Last night the BBC aired its debate of the challengers, as it put it, with leaders of the five opposition parties squaring up to each other. Prime Minister David Cameron and Deputy Prime Minister Nick Clegg did not participate, and the latter was at pains to point out that he wasn’t even invited.

There’s little doubt this wasn’t the biggest Twitter event of the election campaign, but nonetheless well over a thousand tweets per minute were recorded, and in total we collected 151,417 tweets surrounding the event. Most activity, understandably, came towards the end of the debate as each politician tried to leave viewers with their version of events:

Number of tweets per minute

The spike towards the end could perhaps be explained away by the three “major” parties going into spinning overdrive as the debate closed; this seems clearer looking at the numbers of tweets per party:

Number of tweets per party

The second Ukip spike, just after 8:30pm, appears to coincide with Nigel Farage’s attack on the audience both in the studio and at home, while nearer 9pm is when the debate moved to immigration; at this point Ukip were getting more than twice as many mentions on Twitter as any other party.

As Sylvia outlined in our last post after the seven-way debate, we’ve created out own sentiment index, and below we plot the index for each of the parties, including the two not participating in the debate:

Sentiment during #BBCDebate


What is perhaps most notable is that the index with the biggest range is the Conservative one, despite David Cameron not participating; just before 9, not long after the question on defence, Conservative sentiment is at rock bottom, but just before the end of the debate (perhaps co-ordinated?), Tory sentiment is soaring, although in the final minute Labour’s sentiment is almost identical. The SNP, widely noted for their social media campaigning, also show a late burst, although Sturgeon’s somewhat disappointing final comments appear reflected in the last minute tail off in sentiment.

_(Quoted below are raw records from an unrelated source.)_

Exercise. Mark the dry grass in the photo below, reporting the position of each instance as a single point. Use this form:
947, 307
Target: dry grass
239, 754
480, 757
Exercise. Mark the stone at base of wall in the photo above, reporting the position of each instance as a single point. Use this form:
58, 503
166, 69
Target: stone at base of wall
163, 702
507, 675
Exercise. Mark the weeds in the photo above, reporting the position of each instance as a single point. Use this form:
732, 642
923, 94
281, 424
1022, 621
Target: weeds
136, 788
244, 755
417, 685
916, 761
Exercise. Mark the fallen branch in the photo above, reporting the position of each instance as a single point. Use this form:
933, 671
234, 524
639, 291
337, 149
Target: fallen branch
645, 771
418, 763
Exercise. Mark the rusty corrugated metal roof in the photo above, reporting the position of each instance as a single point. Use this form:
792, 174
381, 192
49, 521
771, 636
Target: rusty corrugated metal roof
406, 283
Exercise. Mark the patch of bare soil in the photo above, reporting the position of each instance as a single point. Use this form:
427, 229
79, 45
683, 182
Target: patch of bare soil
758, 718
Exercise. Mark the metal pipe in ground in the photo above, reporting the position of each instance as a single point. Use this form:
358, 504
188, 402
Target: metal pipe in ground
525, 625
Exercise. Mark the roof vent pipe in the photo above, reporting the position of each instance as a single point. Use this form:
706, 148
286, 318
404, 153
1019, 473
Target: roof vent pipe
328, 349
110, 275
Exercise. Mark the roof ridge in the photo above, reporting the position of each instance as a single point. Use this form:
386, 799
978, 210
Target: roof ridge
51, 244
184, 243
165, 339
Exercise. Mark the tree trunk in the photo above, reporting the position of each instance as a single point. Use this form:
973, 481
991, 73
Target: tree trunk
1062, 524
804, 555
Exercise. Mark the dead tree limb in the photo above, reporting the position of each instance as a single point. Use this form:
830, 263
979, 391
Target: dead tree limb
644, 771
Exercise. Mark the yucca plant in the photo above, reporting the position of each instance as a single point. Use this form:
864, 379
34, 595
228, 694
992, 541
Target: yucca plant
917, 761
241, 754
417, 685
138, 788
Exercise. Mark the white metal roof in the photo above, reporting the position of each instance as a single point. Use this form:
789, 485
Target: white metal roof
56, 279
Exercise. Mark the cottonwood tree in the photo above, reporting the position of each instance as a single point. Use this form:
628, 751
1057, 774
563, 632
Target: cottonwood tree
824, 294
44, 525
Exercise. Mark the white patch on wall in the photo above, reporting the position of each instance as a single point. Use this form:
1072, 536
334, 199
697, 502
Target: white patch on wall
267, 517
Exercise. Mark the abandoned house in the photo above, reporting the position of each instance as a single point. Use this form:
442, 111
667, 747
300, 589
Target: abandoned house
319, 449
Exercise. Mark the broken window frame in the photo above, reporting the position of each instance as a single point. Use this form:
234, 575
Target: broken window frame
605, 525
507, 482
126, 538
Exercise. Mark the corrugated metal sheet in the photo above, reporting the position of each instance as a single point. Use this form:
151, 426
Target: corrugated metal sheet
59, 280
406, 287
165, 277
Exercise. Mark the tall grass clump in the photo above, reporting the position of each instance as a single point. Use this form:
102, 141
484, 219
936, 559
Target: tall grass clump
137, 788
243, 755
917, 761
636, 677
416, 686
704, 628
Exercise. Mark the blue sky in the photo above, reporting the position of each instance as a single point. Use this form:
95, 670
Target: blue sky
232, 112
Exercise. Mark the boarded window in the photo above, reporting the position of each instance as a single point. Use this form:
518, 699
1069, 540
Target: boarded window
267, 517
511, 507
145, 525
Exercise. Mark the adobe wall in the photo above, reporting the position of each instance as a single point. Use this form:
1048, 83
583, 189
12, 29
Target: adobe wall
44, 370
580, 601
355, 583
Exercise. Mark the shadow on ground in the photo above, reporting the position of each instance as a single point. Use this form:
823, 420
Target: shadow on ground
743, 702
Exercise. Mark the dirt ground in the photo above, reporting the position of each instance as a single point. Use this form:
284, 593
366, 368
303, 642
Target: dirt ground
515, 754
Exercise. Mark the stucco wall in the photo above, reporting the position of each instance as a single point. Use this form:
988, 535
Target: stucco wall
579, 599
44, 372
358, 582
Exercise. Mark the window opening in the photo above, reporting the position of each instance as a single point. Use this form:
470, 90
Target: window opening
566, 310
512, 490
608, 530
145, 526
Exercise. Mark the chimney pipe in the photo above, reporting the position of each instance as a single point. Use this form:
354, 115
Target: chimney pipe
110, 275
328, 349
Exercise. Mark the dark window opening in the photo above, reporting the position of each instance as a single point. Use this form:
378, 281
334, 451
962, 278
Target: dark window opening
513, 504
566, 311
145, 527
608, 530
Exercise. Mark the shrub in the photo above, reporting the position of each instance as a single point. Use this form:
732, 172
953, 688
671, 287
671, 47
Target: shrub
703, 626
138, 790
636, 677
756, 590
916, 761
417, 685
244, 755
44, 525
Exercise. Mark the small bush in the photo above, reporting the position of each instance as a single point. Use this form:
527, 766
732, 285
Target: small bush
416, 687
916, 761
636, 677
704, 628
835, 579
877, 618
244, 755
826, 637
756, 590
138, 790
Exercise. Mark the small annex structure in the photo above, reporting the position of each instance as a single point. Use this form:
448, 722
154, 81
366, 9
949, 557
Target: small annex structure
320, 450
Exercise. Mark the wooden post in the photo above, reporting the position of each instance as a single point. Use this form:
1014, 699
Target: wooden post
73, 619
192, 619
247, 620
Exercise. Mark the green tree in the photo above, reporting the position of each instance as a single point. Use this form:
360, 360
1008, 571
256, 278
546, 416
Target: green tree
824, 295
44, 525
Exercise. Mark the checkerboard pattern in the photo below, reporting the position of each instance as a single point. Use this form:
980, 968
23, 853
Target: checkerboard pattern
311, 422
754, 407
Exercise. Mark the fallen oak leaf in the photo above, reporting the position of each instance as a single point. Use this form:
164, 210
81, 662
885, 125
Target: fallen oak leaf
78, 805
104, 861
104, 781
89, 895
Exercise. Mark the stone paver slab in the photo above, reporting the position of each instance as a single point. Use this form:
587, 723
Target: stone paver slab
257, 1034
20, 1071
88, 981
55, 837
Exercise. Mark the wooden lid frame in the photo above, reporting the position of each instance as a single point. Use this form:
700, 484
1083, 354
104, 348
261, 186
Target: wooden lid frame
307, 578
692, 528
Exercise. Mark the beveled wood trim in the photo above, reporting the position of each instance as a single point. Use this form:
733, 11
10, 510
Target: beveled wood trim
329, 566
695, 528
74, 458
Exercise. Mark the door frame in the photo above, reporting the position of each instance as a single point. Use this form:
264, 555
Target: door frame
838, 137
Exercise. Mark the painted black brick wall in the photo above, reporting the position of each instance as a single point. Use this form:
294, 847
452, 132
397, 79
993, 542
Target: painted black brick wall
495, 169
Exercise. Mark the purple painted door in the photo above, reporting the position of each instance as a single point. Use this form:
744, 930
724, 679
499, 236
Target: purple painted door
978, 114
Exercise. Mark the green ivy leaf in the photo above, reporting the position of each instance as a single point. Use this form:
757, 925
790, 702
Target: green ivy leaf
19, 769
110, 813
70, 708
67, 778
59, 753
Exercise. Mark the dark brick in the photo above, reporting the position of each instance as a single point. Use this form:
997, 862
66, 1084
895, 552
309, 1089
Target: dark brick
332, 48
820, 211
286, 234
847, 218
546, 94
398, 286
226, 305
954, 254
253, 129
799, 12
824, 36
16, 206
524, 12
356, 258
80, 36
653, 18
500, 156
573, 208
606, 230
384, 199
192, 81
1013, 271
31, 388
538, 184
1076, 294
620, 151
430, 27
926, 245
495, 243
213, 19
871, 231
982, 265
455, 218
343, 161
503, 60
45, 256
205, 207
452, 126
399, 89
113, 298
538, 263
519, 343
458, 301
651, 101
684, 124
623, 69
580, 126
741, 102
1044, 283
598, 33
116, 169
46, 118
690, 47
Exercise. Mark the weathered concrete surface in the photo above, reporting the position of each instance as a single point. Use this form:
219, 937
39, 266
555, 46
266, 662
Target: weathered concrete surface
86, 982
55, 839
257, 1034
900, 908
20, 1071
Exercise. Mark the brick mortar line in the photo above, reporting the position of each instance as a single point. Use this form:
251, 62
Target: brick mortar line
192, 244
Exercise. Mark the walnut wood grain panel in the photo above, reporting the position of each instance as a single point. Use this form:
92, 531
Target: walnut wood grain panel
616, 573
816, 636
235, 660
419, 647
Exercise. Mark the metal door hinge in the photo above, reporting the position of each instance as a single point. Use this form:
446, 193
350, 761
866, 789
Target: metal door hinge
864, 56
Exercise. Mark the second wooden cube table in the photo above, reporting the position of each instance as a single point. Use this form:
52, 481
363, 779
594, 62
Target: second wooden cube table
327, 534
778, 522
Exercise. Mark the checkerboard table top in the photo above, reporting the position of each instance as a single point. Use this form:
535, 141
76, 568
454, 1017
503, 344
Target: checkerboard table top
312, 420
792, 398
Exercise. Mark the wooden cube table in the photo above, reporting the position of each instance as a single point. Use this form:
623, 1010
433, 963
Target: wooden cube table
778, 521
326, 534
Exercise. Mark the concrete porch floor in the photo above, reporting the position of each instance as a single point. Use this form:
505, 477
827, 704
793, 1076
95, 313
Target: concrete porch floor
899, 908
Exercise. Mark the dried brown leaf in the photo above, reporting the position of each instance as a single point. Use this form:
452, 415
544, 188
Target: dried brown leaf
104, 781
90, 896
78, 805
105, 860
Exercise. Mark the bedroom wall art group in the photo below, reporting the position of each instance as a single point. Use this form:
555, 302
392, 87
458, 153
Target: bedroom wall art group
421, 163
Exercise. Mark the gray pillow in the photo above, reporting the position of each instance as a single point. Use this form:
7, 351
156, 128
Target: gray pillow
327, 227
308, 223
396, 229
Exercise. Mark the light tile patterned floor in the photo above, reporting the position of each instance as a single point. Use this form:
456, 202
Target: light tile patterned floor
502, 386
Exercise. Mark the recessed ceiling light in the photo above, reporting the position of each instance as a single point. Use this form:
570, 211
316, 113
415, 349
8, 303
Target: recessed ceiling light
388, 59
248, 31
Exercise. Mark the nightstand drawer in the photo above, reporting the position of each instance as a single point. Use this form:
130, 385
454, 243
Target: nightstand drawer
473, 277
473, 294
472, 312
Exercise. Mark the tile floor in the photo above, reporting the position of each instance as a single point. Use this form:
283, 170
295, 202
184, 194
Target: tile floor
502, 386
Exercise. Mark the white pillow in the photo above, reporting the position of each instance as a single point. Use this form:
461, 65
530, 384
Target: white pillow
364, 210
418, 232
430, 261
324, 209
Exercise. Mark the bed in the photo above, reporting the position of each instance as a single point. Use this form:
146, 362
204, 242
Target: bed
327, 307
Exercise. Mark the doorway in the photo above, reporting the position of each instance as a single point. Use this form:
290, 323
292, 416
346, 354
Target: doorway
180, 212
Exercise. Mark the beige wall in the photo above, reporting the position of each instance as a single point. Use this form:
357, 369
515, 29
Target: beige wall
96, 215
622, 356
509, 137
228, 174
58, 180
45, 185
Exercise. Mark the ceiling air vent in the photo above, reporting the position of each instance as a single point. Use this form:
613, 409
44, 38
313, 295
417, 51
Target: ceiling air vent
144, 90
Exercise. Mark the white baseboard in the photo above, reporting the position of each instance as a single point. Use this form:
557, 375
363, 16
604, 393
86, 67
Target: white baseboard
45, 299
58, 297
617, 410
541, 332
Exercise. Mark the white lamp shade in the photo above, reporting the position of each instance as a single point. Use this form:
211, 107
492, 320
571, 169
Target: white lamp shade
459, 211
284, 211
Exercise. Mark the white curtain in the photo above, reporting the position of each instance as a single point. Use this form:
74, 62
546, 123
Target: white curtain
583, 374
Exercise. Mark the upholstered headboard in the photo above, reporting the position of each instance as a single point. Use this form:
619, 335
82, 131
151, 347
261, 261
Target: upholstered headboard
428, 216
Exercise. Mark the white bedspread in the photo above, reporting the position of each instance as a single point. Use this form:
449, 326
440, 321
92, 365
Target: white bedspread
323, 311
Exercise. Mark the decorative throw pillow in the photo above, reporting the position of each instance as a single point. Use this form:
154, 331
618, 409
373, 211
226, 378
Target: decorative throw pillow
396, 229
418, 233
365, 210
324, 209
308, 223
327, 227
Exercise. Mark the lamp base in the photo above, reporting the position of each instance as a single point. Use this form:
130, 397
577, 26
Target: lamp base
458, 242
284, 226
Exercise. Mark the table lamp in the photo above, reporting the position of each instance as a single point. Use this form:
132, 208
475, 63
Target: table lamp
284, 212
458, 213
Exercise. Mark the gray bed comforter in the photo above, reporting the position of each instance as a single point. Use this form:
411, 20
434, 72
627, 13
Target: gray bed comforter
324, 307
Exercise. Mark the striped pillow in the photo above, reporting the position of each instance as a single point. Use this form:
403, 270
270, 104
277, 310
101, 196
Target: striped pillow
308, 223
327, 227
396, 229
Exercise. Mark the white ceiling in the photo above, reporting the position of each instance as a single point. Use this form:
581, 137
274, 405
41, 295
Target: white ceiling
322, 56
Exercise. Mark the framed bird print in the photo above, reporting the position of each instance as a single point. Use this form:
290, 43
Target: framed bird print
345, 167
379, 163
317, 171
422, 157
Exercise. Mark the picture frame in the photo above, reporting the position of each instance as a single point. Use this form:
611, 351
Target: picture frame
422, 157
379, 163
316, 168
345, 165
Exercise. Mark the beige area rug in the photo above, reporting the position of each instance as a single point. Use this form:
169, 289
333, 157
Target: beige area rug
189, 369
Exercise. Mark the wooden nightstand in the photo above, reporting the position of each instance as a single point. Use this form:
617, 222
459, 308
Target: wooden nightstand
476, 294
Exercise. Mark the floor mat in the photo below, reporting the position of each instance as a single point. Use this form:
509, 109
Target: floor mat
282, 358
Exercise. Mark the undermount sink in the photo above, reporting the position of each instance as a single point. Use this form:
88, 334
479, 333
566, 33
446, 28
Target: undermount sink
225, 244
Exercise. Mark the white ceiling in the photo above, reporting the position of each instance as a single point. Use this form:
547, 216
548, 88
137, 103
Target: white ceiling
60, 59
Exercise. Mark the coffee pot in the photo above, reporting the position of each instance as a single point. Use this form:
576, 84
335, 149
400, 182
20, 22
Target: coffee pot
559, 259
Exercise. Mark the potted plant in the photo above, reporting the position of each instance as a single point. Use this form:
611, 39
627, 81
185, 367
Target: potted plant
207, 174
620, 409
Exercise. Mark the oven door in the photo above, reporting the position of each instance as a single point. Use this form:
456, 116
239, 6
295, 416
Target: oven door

Overall it’s clear that very little is clear regarding who “won” last night, and whether indeed it was one of the two parties that didn’t participate – at least in the televised debate…

Racism, Farage and Clarkson

The political story of the last 24 hours is clear: Ukip’s leader Nigel Farage would scrap racial discrimination laws in order to set free our employers from the shackles that bind them. Regardless of one’s feelings about this (Fraser Nelson thinks the SNP’s anti-rich bigotry is more appalling, while naturally the Huffington Post takes a different line), there’s little doubt it’s driven much content on social media in the last 24 hours; in the last hour alone, over a thousand tweets specifically mentioning Ukip have been sent.

Here in Reading we’re collecting election-related Tweets, and so this seemed like an good opportunity to visualise what’s going on. Below is a word cloud composed of two types of words: firstly terms in green, such as party names and references, and other proper nouns, and the second set if plain old words, and how frequently they occur. The font size is dictated by the frequency of the word or term: bigger for more commonly found terms.

Wordcloud 12 March

Unsurprisingly Ukip figure prominently in the terms, but amongst the words we see: legislation, racist, racial, discrimination, equality, scrap, rid, laws, and Nigel.

One interesting word there is misrepresent; it’s often claimed that Ukip are misrepresented – could that be what’s happening here?

Another term, tucked away in small font is one that keeps rumbling along: Clarkson.

How Accurate are Constituency Polls?

An additional source of data to calibrate forecast models for the forthcoming general election this time around is the sudden abundance of constituency level polls, almost exclusively thanks to Lord Ashcroft.  This undoubtedly is an awesome resource, but there’s at least two problems:

  1. Some of them must be inaccurate, writes Stephen Tall: On the basis that 1 in 20 statistical tests will produce an error if we choose a 5% level of significance, so 1 in 20 polls, statistically speaking, must be wrong. Hence with close on 200 constituency polls thus far, at least 9 must be wrong – which ones, though?
  2. How do we calibrate constituency polls into forecast models? In order to do so, we need some historical precedent – a previous election, for example.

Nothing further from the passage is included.